This paper suggests another possibility. It describes three encounters with very large topics, and three responses to them. The thread that connects these projects is the inspiration provided by the Manchester School case method, embodied in the work of Victor Turner. All three grew out of efforts to follow Turner’s model: (1) begin with social structure, (2) examine social dramas, (3) closely examine the symbols in which conceptual conflicts and contradictions are linked to emotionally charged sensory experience.

The first was in Puli, where the author conducted his first fieldwork, intending to study Chinese religion and ritual, and found himself overwhelmed by the richness and complexity of what he discovered.
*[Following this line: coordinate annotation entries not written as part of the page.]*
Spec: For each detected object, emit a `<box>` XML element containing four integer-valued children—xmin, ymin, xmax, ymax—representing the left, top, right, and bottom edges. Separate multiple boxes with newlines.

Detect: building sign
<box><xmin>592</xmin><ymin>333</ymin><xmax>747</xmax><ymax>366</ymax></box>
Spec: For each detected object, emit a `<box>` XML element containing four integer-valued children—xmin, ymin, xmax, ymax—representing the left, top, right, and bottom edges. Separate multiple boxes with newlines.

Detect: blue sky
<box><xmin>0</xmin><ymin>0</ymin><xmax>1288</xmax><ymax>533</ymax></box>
Forced to be selective, he was given a unique opportunity and isolated the topic of what became his dissertation.

The second is a book about Japanese consumer behavior that rejects the stereotyping implicit in arguments about “the Japanese.”Adopting an approach that might be labeled “piggy-back” ethnography, it draws on the free-wheeling research conducted by advertising agency think tank. The anthropologist’s collaborators, his key informants, are the think tank’s researchers. The artifacts examined are examples of an internal newsletter that presents the results of their research. The symbolism analyzed is that of the words and imagery found in that newsletter.

The third is a new project, announced in 2008, and still underway. This project combines social network analysis of credits data from a major advertising annual, ethnographic interviews with key industry figures identified by that analysis, and historical research using the wealth of data provided by the Japanese advertising industry’s trade press. So far, the results are interesting, but the lesson is clear. This project is far too large for a single, independent scholar, working on his own, to complete.